Après avoir renvoyé le rapport complet, HashiCorp a pris contact avec l'équipe d'ingénierie et l'a examiné séparément du premier problème Consul Template.

HashiCorp a corrigé la vulnérabilité dans 0.42.1 et a publié HCSEC-2026-20 le 8 juillet 2026.

IBM a publié un bulletin de sécurité correspondant pour la même CVE.

Les deux bulletins officiels ont reconnu le rapport comme :

Mohamed Abdelaal (0xmrma)


Ce que ce bug enseigne réellement

La leçon clé est simple :

une chaîne de chemin n'est pas la même chose que l'objet du système de fichiers qu'elle nomme

Cette distinction importe chaque fois qu'un code privilégié écrit des chemins influencés par un attaquant.

Vérifier qu'une chaîne commence par un répertoire prévu ne suffit pas.

Même un chemin propre sans séquences de traversée peut être résolu ailleurs via :

  • des liens symboliques
  • des jonctions de répertoires
  • des redirections de montage
  • des composants de chemin mutables

L'opération sensible doit être liée à une destination dont l'identité a été validée à la bonne frontière.

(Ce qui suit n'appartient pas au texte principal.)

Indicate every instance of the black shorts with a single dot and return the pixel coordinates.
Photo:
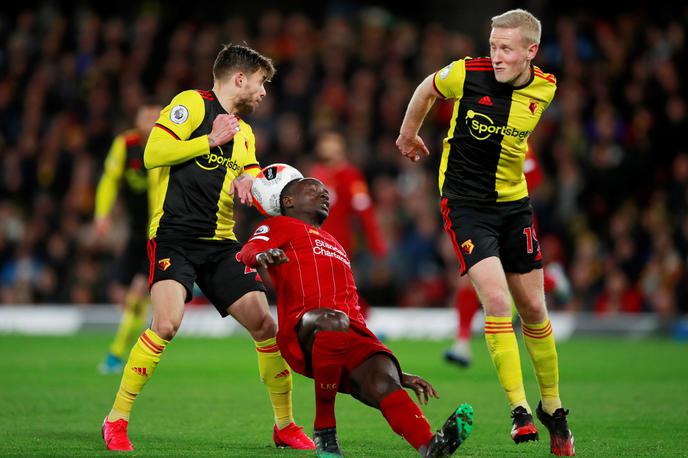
(502, 229)
(212, 264)
(132, 262)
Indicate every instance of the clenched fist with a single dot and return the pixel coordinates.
(225, 127)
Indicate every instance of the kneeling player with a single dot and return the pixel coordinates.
(323, 335)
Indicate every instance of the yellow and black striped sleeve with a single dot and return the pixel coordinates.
(108, 186)
(169, 142)
(448, 82)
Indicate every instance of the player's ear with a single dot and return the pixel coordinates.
(239, 78)
(288, 201)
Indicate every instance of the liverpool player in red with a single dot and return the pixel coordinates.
(323, 335)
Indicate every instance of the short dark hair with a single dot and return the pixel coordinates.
(241, 58)
(286, 191)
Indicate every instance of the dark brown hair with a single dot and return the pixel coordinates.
(241, 58)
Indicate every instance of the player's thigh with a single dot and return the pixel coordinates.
(473, 231)
(490, 284)
(520, 248)
(234, 288)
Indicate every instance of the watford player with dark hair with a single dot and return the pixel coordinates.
(323, 335)
(204, 155)
(487, 213)
(124, 175)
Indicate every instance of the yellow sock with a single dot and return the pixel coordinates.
(133, 319)
(539, 341)
(276, 375)
(503, 348)
(143, 359)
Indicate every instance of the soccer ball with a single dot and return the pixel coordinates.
(269, 184)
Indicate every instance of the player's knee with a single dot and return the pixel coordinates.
(165, 329)
(534, 312)
(332, 320)
(496, 302)
(265, 328)
(382, 384)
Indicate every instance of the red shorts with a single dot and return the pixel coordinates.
(363, 345)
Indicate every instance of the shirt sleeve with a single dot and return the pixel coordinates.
(448, 82)
(168, 143)
(108, 186)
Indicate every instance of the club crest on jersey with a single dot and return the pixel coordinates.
(533, 106)
(261, 230)
(179, 114)
(445, 71)
(467, 246)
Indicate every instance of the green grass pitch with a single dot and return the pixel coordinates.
(627, 398)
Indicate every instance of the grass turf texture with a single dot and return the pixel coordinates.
(627, 397)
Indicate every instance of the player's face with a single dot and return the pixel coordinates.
(252, 93)
(511, 56)
(330, 147)
(313, 198)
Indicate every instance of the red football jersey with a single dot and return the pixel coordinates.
(318, 273)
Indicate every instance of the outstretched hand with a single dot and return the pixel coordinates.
(423, 389)
(412, 147)
(241, 185)
(271, 257)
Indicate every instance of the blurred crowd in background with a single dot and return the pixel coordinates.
(612, 209)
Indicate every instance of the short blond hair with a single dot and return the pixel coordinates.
(530, 26)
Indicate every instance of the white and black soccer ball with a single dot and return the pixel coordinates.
(269, 184)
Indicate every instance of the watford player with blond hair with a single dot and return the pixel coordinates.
(487, 213)
(204, 154)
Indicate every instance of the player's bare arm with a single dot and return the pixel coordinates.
(271, 257)
(225, 127)
(423, 389)
(409, 142)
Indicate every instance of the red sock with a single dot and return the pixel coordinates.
(406, 418)
(329, 355)
(466, 304)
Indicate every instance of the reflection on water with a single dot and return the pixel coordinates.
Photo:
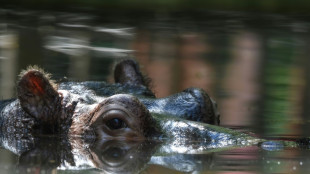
(255, 66)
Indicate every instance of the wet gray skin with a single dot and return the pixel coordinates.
(126, 110)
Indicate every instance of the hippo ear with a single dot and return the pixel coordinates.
(37, 95)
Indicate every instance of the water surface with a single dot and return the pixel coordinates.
(256, 66)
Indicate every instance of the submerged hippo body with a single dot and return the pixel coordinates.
(126, 109)
(97, 124)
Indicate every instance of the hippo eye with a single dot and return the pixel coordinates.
(116, 123)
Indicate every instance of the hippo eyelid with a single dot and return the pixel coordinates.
(115, 119)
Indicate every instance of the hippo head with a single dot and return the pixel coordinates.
(119, 116)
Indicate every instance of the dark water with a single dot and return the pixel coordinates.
(256, 66)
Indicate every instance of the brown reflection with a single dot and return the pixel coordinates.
(156, 54)
(241, 80)
(8, 56)
(110, 156)
(195, 70)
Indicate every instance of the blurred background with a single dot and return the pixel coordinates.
(252, 57)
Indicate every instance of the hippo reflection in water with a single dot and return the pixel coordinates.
(90, 114)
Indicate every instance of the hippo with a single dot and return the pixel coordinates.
(86, 119)
(98, 109)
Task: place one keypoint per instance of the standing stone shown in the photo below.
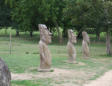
(70, 47)
(5, 76)
(85, 42)
(45, 55)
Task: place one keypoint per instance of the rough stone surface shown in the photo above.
(85, 42)
(5, 75)
(70, 47)
(45, 55)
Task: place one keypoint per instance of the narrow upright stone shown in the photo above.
(5, 75)
(70, 47)
(45, 55)
(85, 42)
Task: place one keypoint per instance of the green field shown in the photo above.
(25, 60)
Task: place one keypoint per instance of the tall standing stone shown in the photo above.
(45, 55)
(85, 42)
(70, 46)
(5, 75)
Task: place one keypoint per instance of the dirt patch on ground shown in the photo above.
(60, 77)
(105, 80)
(58, 73)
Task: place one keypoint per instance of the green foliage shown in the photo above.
(5, 17)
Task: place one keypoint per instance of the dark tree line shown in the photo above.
(93, 16)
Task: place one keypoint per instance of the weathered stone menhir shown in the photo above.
(45, 55)
(85, 42)
(5, 75)
(70, 47)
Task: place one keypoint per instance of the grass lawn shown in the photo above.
(25, 59)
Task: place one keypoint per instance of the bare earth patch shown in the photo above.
(105, 80)
(60, 77)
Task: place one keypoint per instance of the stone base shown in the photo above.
(45, 70)
(73, 62)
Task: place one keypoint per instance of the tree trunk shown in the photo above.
(17, 33)
(108, 43)
(65, 32)
(6, 31)
(31, 33)
(97, 35)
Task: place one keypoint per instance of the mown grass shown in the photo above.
(25, 55)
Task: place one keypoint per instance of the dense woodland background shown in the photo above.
(93, 16)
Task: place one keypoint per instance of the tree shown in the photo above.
(5, 18)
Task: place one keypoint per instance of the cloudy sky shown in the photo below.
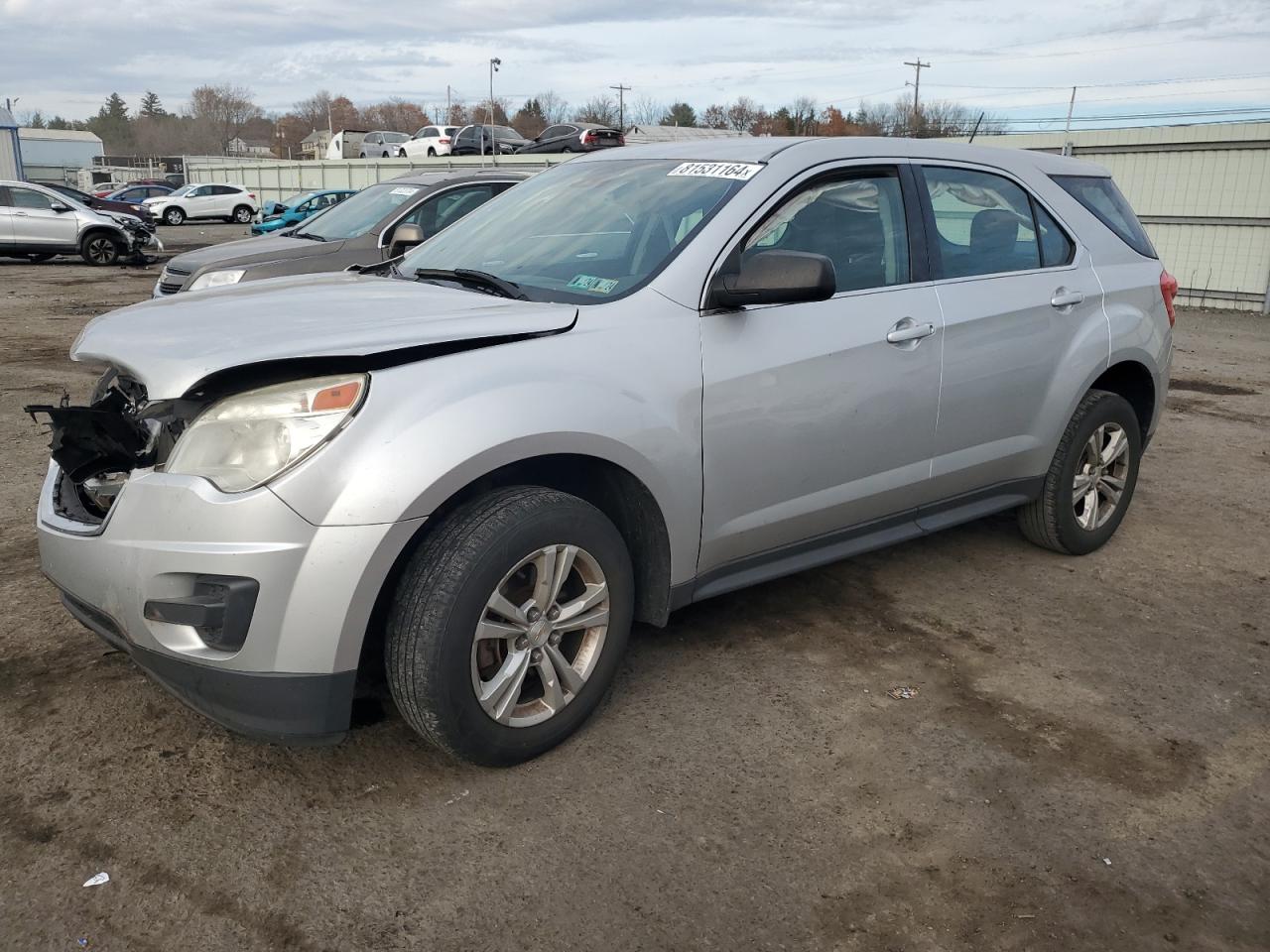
(1015, 59)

Ce problème renforce également une règle plus large :

lorsque vous avez déjà un descripteur de fichier ouvert, appliquez les opérations sensibles pour la sécurité via ce descripteur au lieu de résoudre à nouveau le chemin

C'est exactement pourquoi les modifications Chown et Chmod basées sur le descripteur importent.


Points clés

  • writeToFile est documenté pour des matériaux sensibles tels que les certificats et les clés privées
  • les versions vulnérables ouvraient la destination directement avec os.Create ou os.OpenFile
  • les composants parent et final liés pouvaient rediriger l'écriture réelle
  • le chemin configuré pouvait rester sous la racine prévue tandis que la cible résolue était hors de celle-ci
  • le mode de création normal pouvait tronquer et écraser une cible préexistante
  • Chown et Chmod basés sur le chemin introduisaient une confiance supplémentaire dans un chemin mutable
  • la PoC a prouvé la redirection et l'écrasement avec une comparaison SHA-256 exacte au niveau des octets
  • la version 0.42.1 a ajouté des vérifications de liens, O_NOFOLLOW là où c'est pris en charge, des opérations de métadonnées basées sur le descripteur et des tests de régression

Derniers mots

Cette vulnérabilité ne concernait pas la traversée ../.

La chaîne de chemin semblait correcte.

La destination du système de fichiers ne l'était pas.

Consul Template a accepté le chemin prévu par l'opérateur, suivi une redirection positionnée par l'attaquant et écrit le contenu rendu dans un fichier différent.

C'est pourquoi cela est devenu CVE-2026-14361.

Corrigé dans consul-template 0.42.1.